How Safe Is a Fixed Annuity?

by Contributing Writer ; Updated July 27, 2017

Fixed annuities are considered a "safe" investment. Issued by insurance companies, they are somewhat similar to CDs. They offer a fixed rate of return credited annually on a tax-deferred basis, allowing the investor a chance to earn a decent rate of return without risking principal.


Considering the broad spectrum of investments available in today's financial products marketplace, a fixed annuity definitely falls in the "safe category." But how safe are fixed annuities? In short, the safety of a fixed annuity depends largely on the financial institution backing your investment. The insurance company that issued the annuity must be able to credit the interest rate it promised, which is a contractual obligation. If for some reason the insurance company fails to deliver on its promise, each state's guaranty association must kick in and honor the promise the financial institution made to its investors. This rarely happens.


A fixed annuity allows a lump sum of money (usually $10,000 or more) to earn a guaranteed rate of return each year. A fixed annuity is a tax-deferred vehicle, therefore not requiring the interest earned to be subject to ordinary income tax each year. The money inside the fixed annuity also is not driven by the stock market or any other volatile index, therefore making the investment extremely safe. Each year, the financial institution that issues the annuity will credit an interest rate to the principal balance like a bank will for a CD.

Multi-Year Fixed Annuities

Most fixed annuities come with multi-year guarantees, meaning that for a certain number of years from contract issue, the insurance company guarantees an interest rate no matter how the insurance company performs as a whole or how the economic climate changes. This can be extremely advantageous for an investor who is looking to simply earn a modest rate of return without risking any principal. For example, an insurance company may offer a 5.00 percent guaranteed rate for the first three years of the fixed annuity.
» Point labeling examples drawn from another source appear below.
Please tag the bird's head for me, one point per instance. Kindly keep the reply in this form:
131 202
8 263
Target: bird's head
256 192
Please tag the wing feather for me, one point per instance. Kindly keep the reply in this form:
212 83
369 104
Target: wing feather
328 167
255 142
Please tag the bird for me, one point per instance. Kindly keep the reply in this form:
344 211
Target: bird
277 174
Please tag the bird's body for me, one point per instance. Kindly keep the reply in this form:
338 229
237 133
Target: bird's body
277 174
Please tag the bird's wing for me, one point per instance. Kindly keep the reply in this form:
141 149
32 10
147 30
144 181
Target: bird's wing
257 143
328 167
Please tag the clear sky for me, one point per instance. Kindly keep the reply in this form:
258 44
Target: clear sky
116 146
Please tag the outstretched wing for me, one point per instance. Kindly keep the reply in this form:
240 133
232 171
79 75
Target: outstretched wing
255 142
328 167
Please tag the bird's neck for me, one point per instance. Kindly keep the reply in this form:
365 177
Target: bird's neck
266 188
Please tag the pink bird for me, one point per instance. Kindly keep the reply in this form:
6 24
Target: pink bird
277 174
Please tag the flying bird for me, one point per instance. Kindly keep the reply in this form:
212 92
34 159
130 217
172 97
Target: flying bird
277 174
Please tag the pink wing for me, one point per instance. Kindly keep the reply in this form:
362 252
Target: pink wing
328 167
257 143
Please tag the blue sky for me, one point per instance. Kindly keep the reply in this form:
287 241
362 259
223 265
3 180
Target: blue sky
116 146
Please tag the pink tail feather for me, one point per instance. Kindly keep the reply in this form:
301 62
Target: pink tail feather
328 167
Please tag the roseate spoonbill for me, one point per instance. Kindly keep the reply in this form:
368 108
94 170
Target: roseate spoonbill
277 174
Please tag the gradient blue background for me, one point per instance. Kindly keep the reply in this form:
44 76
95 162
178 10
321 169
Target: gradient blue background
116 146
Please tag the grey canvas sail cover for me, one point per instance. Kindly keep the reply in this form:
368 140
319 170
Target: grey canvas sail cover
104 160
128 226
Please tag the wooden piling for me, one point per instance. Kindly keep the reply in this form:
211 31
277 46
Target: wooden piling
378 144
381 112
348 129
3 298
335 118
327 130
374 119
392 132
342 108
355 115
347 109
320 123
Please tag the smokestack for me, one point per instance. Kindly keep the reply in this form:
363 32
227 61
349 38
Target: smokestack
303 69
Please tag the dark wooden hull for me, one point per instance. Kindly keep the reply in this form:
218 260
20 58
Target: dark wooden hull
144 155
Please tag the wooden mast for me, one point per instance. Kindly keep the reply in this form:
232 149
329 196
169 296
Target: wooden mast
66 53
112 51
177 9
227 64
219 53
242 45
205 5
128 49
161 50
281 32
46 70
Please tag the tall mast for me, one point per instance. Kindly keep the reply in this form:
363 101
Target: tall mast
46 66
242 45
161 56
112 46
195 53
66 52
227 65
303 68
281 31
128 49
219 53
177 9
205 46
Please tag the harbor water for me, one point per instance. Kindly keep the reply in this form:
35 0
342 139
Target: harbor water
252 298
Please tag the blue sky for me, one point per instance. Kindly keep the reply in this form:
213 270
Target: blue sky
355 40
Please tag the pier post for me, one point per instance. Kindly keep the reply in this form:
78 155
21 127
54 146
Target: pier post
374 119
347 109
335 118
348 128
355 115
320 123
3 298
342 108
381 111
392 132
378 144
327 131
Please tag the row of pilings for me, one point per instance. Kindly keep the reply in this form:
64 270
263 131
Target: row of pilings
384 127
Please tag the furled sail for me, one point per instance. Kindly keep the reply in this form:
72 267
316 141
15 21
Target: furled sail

This means the investor will earn a 5.00 percent credit each year for the first three years. No more. No less. Once the three years are up, the insurance company then can declare a new rate based on the guidelines of the contract (usually not less than 1 percent or 1.5 percent).

Surrender Charges

Fixed annuities usually come with a declining surrender charge schedule. This means that if during the surrender period of the fixed annuity (this usually runs three to 10 years), if the investor withdraws from the fixed annuity, a surrender charge will be assessed. This surrender charge usually starts high (in the 9 to 10 percent range) and then declines over the three to 10 years until it is zero. Insurance companies usually allow the interest earned each year to be withdrawn free of any surrender charges, or 10 percent of the entire annuity value. Read the contract specifics carefully, as these rules vary greatly depending on the insurance company and its products.


For investors looking for conservation of principal, tax-deferred growth and a modest rate of return, fixed annuities may be a good choice. The ability to earn a guaranteed rate of return each year without having to worry about how the stock market performs can be a safe way to invest.